The other reason is the minimum payment due.  As rates increase, so may the monthly minimum amount each month.  One month your minimum payment could reflect $200 while the next month you may $400!   

 

When you are budgeting your finances, it can be very difficult to forecast this payment.  If you under forecast, it will offset another item from within your budget.  This is why I highly encourage my readers to get mentally strong and recognize that your debt should be paid off as fast as possible.  

 

You may be thinking to yourself now..."I received a 0% interest for 12 months in the mail.  Do I take the offer?"  I think it is something to consider if you understand that opening a new credit account will lower your credit score potentially by a few points in the first few months.  Also, you must be disciplined enough not to use the available credit from the card you transferred the balance over to the new card.  

 

A very common mistake that households make when receiving such offers is once a credit balance with a high-interest rate is transferred to a zero percent introductory rate card, they "perceive" available credit as an opportunity to spend more on the old card.  Don't do this!  It defeats the point of the transfer and now instead of having one monthly payment, you will have two payments.  

 

This is why credit cards can be dangerous.  

 

 

Other types of credit may be used to purchase a home or an automobile.  It is highly encouraged that if you are mortgaging a home, then strive for a 15-year fixed mortgage.  Most household budgets can't afford this so they turn towards a 30-year mortgage and almost always accept the point that they will pay twice as much for the house in that time frame.  

 

When it comes to auto loans, it is always best to avoid getting an auto loan but Simple Dollar has a resource available "Best Auto Loans for 2018" to help get you started so if you need to borrow, you can do it responsibly.

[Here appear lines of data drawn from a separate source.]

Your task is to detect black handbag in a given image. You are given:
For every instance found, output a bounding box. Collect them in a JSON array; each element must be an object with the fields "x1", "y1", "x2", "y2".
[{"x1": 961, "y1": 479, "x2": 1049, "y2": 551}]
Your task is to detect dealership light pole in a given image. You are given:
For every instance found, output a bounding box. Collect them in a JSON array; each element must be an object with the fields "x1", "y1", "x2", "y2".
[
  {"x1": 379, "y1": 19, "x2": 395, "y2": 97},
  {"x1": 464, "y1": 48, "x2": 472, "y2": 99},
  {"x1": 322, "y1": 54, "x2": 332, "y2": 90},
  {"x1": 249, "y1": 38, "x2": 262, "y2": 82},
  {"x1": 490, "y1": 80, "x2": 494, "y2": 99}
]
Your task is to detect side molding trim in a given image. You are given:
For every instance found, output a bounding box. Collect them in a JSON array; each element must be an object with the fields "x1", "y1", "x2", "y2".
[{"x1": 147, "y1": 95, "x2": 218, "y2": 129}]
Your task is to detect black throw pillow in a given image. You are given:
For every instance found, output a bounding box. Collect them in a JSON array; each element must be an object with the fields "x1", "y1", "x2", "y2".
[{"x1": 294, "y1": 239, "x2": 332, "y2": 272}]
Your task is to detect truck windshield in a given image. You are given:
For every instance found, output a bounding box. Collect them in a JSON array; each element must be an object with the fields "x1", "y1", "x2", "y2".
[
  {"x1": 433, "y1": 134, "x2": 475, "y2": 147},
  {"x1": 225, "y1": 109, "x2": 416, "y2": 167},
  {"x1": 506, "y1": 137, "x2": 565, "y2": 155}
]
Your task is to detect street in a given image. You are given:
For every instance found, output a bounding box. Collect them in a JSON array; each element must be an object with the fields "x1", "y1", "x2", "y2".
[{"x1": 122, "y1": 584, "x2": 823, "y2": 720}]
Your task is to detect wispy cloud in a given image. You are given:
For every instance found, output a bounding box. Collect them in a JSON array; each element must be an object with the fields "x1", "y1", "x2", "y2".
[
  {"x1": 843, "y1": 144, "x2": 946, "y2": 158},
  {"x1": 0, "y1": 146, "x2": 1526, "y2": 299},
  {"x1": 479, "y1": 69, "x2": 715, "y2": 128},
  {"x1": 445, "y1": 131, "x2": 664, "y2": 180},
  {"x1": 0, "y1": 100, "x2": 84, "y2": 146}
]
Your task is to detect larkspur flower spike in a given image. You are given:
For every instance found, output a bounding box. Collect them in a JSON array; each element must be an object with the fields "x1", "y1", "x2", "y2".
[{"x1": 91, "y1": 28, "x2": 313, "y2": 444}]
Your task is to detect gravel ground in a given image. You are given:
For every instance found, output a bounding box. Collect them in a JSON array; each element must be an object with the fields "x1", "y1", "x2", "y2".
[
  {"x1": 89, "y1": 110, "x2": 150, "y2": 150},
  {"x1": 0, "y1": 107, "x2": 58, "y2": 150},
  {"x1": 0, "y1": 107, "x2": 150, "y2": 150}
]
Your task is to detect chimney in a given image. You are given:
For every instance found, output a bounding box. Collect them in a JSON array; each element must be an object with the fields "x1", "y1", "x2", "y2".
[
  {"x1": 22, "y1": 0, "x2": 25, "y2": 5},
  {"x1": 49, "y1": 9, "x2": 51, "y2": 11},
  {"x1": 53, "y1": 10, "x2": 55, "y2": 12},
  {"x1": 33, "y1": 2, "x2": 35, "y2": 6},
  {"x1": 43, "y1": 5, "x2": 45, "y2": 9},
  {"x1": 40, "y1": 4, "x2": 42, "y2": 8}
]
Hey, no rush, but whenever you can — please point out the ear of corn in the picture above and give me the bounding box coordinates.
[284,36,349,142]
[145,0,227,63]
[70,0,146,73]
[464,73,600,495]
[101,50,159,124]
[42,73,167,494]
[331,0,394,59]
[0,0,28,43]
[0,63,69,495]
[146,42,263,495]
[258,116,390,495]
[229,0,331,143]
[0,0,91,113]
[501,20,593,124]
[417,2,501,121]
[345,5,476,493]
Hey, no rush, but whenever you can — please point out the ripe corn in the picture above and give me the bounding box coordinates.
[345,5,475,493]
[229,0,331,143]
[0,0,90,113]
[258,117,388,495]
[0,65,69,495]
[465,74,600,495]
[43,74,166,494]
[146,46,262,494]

It all boils down to your self-discipline.  Continuous spending increases your lifestyle.  The trick is to find a balance and maintain your lifestyle for as long as possible. 


The theory is as more income comes your way, you are saving it for the future.  When you try to keep up with the Jones's, you outspend, overspend, and get into financial trouble.  Recognize that it is okay not to have everything and start to condition your mind differently to live more simple.